Formal proof for supremum of $A=\{1+\frac{1}{n}:n\in\mathbb{N}\}$ is $2$.

Question

Let $A=\{1+\frac{1}{n}:n\in\mathbb{N}\}$. By intuition, I know the supremum is $2$. I want to prove that $2$ is $\sup(A)$ formally using this definition:

Let $A\subseteq \mathbb{R}$ be bounded above set.
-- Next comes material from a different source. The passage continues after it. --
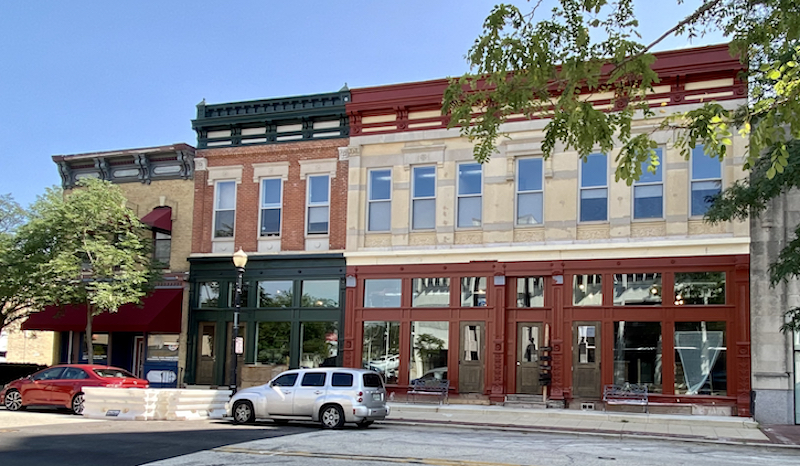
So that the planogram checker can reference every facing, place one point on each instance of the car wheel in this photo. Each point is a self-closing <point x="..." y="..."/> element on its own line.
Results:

Then $u$ is called least upper bound (supremum) of $A$ if:
(i) $u$ is upper bound of $A$, i.e. $a\leq u$, for all $a\in A$.
(ii) $u$ is least upper bound of $A$, i.e. for all $\varepsilon>0$, there exists $c\in A$ such that $u-\varepsilon<c.$

For (i), we know that $\frac{1}{n}\leq 1$, for all $n\in\mathbb{N}$. So, we can get $1+\frac{1}{n}\leq 2$, for all $n\in\mathbb{N}$. From this, we have proved that $2$ is upper bound of $A$.

For (ii). Let $\varepsilon>0$. I want to show that there exists $n\in\mathbb{N}$ such that $2-\varepsilon<1+\frac{1}{n}$. This is my attempt: \begin{align*} 2-\varepsilon<1+\frac{1}{n}\\ 1-\varepsilon<\frac{1}{n} \end{align*}

I want to manipulate $1-\varepsilon<\frac{1}{n}$ such that I can use Archimedian Property, but I got stuck there.

Can anyone show that $2$ is least upper bound of $A$?

Answer 1

You do not even need the Archimedean property. One can show that if a set $A$ has a maximum $m$, then $\sup A = m$. You can easily prove this by seeing that $m$ is an upper bound and if $u$ is an upperbound for $A$ then obviously $m\le u$ because $m \in A$.

Answer 2

Firstly, $\forall n\in \Bbb N: n\geq 1\Rightarrow \frac 1n\leq 1\Rightarrow 1+\frac 1n \leq 2$, so $2$ is an upper bound of $A$. But $2\in A$, so $maxA=2$, which means that $supA=2$.

Answer 3

Your definition (ii) isn't correct - you have changed the $u$ to $a$, and also letting $a=c$ makes the definition automatically true.

A better definition is that $u$ is a least upper bound if, $\forall c$ with $c$ as an upper bound, $u\le c$.

Your sequence is readily solved by noting that it is monotonic and tightly bounded above by $2$.